Tech stocks started gaining Wednesday following a spate of disappointing results last week and earlier this week. Facebook and Google led the surge as both announced plans of releasing new office software products and wearable technologies respectively. Whether or not this uptrend will go on in upcoming days, it only goes to show how quickly the market recovers, especially when most of the stocks propelling surge are overvalued.
Undervalued stocks are also driving market growth, some of which yielding high dividends to investors. (Yahoo, for instance, is often cited as one of high dividend-paying stocks on the market.) So if you are bullish on tech stocks, don’t forget to take into account undervalued stocks when shopping around.
Found below are two small tech stocks with huge upside potential and are ripe for a consolidation:
Three days ago, Forbes.com columnist forecasted the possibility of consolidation activities happening in H2 this year, as more tech giants reap record earnings, and many small but promising tech stocks “selling at multi-year lows and at distressed valuations.” In determining the stocks that make good targets for takeover bids, Bryan Rich and his team examined undervalued tech stocks that have a huge potential, although the most significant qualifying measure, he noted, was if a speculator or hedge fund invested in the stock. One stock that made it to Rich’s list was Spark Networks (NYSEMKTS: LOV).

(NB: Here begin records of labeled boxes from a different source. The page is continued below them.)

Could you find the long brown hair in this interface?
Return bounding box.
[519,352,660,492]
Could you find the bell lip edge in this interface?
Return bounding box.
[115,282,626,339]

Spark Networks is a company that owns online niche dating sites such as ChristianMingle.com, JDate.com, BlackSingles.com, and also Spark.com. 15 percent of its shares are owned by Osmium Partners, which aim to fill in majority of the company board seats through proxy votes.
According Rich, JDate and Christian Mingle are possible acquisition targets. Christian Mingle, for instance, has over 10 million members, with 10,000 new users registering daily. “This company offers a perfect strategic fit for the likes of Match.com or eHarmony,” noted Rich in his column.
Audioboom Group PLC
Audioboom Group PLC (BOOM.L) is one of the fastest growing companies based in the United Kingdom with audiences concentrated in the UK (40 percent), United States (30 percent), Latin America (10 percent), and Australia (15 percent). Audioboom offers a Saas-based software called Audioboo, which allows clients to record, edit and distribute live audio clips from any location and capable device, 24/7. It has recently signed up CBS and Sky Sports as a media content partner. It is also partners with BBC and other major networks in the UK, Australia, South America and the US.
According to Arden Partners, a corporate stockbroker and equity research firm which initiated coverage on the stock, Audioboom makes for an “attractive” consolidation target, especially in its niche, where big-name players are always looking to acquire smaller services with stellar products to augment revenues. “The strength of Audioboom’s mobile offering, with a new app due to be launched in September, is a highlight of the investment case. We see Audioboom as a likely consolidation target as it executes its business plan,” Arden Partners stated in a report.
Audioboom is looking at doubling the size of its manpower in two years, and even as operational costs are bound to increase because of this, Arden Partners does not see it as a potential problem for the company. Based on Arden Partners’ estimates, Audioboom is capable of increasing its revenues from zero to £6.4m in 2016, with a modest £2.1m increase in operational costs.